8. The Problem of Other Minds
The problem of how we can know other minds has been used as follows to refute dualism. If the mind is not publicly observable, the existence of minds other than our own must be inferred from the behavior of the other person or organism. The reliability of this inference is deeply suspect, however, since we only know that certain mental states cause characteristic behavior from our own case. To extrapolate to the population as a whole from the direct inspection of a single example, our own case, is to make the weakest possible inductive generalization. Hence, if dualism is true, we cannot know that other people have minds at all. But common sense tell us that others do have minds. Since common sense can be trust, dualism is false.
This problem of other minds, to which dualism leads so naturally, is often used to support rival theories such as behaviorism, the mind-brain identity theory, or functionalism (though functionalists sometimes claim that their theory is consistent with dualism). Since the mind, construed along Cartesian lines, leads to solipsism (that is, to the epistemological belief that one’s self is the only existence that can be verified and known), it is better to operationalize the mind and define mental states behaviorally, functionally, or physiologically. If mental states are just behavioral states, brain states, or functional states, then we can verify that others have mental states on the basis of publicly observable phenomena, thereby avoiding skepticism about other selves.
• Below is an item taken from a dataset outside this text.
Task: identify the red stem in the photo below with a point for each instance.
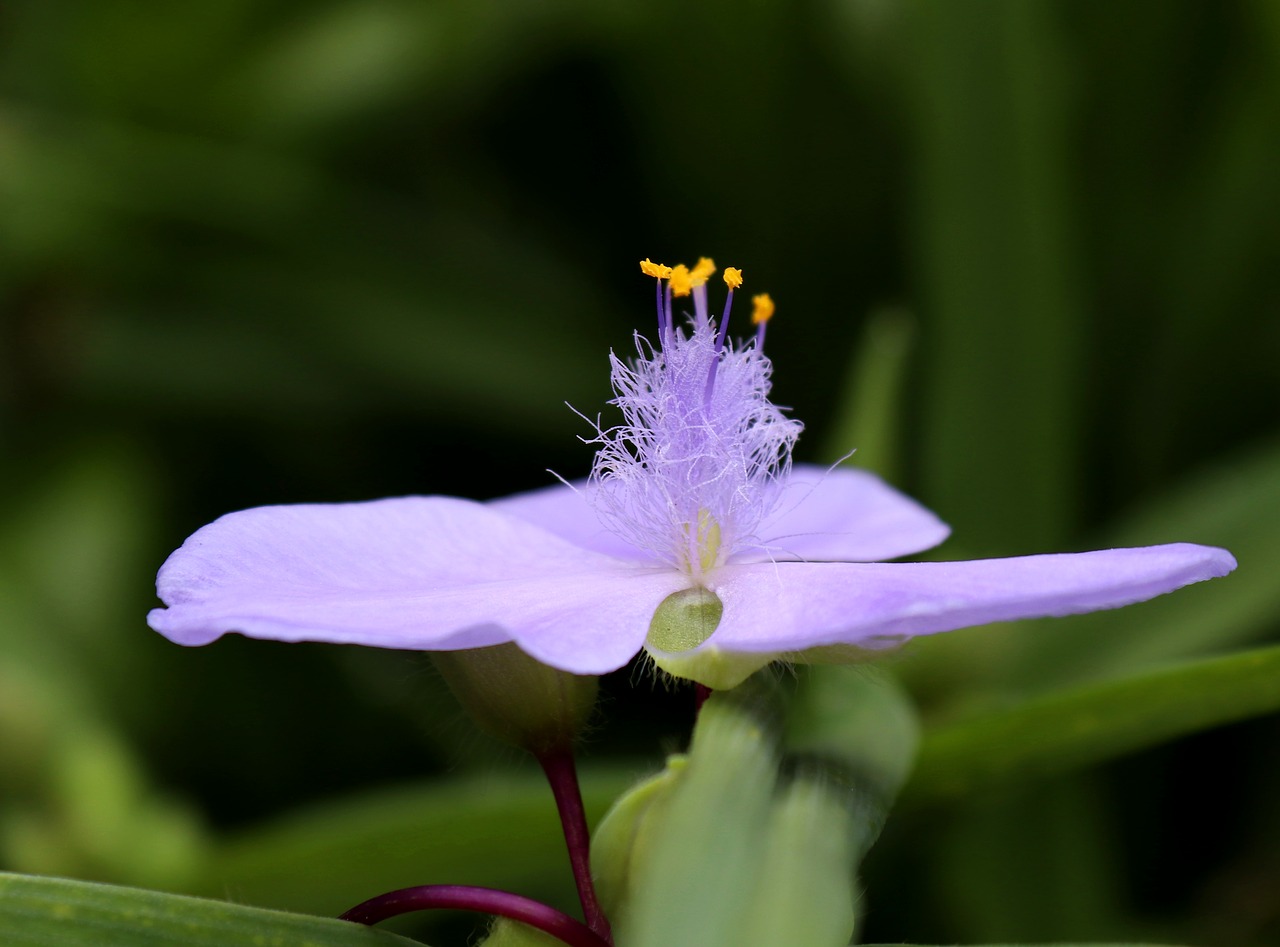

Materialist theories are far less vulnerable to the problem of other minds than dualist theories, though even here other versions of the problem stubbornly reappear. Deciding to define mental states behaviorally does not mean that mental states are behavioral, and it is controversial whether attempts to reduce mentality to behavioral, brain, or functional states have been successful. Moreover, the “Absent Qualia” argument claims that it is perfectly imaginable and consistent with everything that we know about physiology that, of two functionally or physiologically isomorphic beings, one might be conscious and the other not. Of two outwardly indistinguishable dopplegangers, one might have experience and the other none. Both would exhibit identical neural activity; both would insist that they can see the flowers in the meadow and deny that they are “blind”; both would be able to obey the request to go fetch a red flower; and yet only one would have experience. The other would be like an automaton. Consequently, it is sometimes argued, even a materialist cannot be wholly sure that other existing minds have experience of a qualitative (whence, “qualia”) sort. The problem for the materialist then becomes not the problem of other minds, but the problem of other qualia. The latter seems almost as severe an affront to common sense as the former. (For an interesting related discussion, see Churchland on eliminative materialism, 1988, pp. 43-49.)
9. Criticisms of the Mind as a Thinking Thing
We earlier observed that some philosophers, such as Hume, have objected that supposing that the mind is a thinking thing is not warranted since all we apprehend of the self by introspection is a collection of ideas but never the mind that purportedly has these ideas. All we are therefore left with is a stream of impressions and ideas but no persisting, substantial self to constitute personal identity. If there is no substratum of thought, then substance dualism is false. Kant, too, denied that the mind is a substance. Mind is simply the unifying factor that is the logical preliminary to experience.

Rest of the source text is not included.